Hero of the Imperium, page 64
As things settled down, however, I began to find the assignment as congenial as could be expected. Whatever state of readiness his men might be in, and time alone would answer that, General Kolbe at least seemed competent enough. True, he’d never seen any actual combat, apart from a few occasions when the PDF had been mobilised by the Arbites to put down the sort of civil disorder that flares up from time to time pretty much anywhere in the Imperium, but he was methodical, incisive and bright enough to listen to advice. It was at his suggestion that we went back through the archives with the benefit of hindsight, trying to see if there was any possible link between some of those previous incidents and nascent cult activity.
‘At least if we can find a connection, that’ll give us some idea of how long they’ve been active on Adumbria,’ he pointed out.
Zyvan nodded slowly. The three of us, Vinzand and Hekwyn, the senior arbitrator on the planet, were cloistered in a heavily-shielded conference suite in the high-class hotel Zyvan had commandeered as his headquarters. If nothing else the place was extremely comfortable, as befitted his status, and I’d lost no time in grabbing a room for myself there too. After all, I was supposed to be liaising closely with his staff, so it made perfect sense for me to hang around there now that my regiment was half a hemisphere away.
‘Up to a point,’ he agreed. ‘Although it would be safest to assume they’ve been infiltrating here for a generation at least. Possibly several.’ The three Adumbrians looked shocked at that, even more so as I concurred.
‘It might be worth checking the starport records for the last century or two as well. Chances are that the local cult was founded by a handful of heretics arriving from offworld.’
Hekwyn, a stocky man with a shaven head and the pallid complexion of most Adumbrians, paled even further. ‘That would be millions of names,’ he said.
Vinzand nodded. ‘Possibly as much as a billion,’ he agreed drily, with the indifference to large numbers common to Administratum functionaries. He made a note on his datapad. ‘I’ll have my staff look into it. But frankly I’m not hopeful.’
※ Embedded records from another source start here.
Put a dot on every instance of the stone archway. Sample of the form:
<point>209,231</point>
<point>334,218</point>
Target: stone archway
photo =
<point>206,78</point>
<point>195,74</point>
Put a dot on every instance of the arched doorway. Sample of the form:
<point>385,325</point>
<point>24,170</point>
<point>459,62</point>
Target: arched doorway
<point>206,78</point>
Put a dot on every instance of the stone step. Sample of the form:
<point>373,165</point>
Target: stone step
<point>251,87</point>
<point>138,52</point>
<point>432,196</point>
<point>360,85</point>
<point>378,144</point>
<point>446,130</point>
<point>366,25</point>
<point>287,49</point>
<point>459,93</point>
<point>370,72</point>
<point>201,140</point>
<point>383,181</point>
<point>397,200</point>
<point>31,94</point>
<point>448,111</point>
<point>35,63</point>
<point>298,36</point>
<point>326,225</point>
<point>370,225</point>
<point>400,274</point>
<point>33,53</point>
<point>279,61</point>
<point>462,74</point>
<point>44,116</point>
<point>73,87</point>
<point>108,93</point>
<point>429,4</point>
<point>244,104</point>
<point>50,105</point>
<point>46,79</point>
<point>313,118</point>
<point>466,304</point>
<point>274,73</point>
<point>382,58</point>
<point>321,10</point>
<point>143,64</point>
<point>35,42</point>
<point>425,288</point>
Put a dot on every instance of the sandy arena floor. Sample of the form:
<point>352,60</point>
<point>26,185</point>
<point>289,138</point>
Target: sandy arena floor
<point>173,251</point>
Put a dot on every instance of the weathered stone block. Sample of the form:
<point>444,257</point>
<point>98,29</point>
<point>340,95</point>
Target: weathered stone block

‘Neither am I,’ I admitted. ‘But right now we’re critically short of hard data. Even a shred would help.’
‘I’ll have my people follow up from their end,’ Hekwyn offered. ‘We monitor the cargo areas closely, checking for contraband. It’s possible we might have netted a heretic or two along with the smugglers.’
‘Excellent.’ Zyvan nodded. ‘Any leads from your street sources?’
Hekwyn shrugged. ‘Vague at best. There have been a few incidents, gang fights and the like, but if there’s an agenda behind it the pattern’s hard to read.’
‘I’ll take a look at it,’ I said. My years of paranoia have given me the ability to sometimes see connections that others with a less finely honed survival instinct might miss. I turned to Kolbe. ‘Any unusual incidents involving the PDF?’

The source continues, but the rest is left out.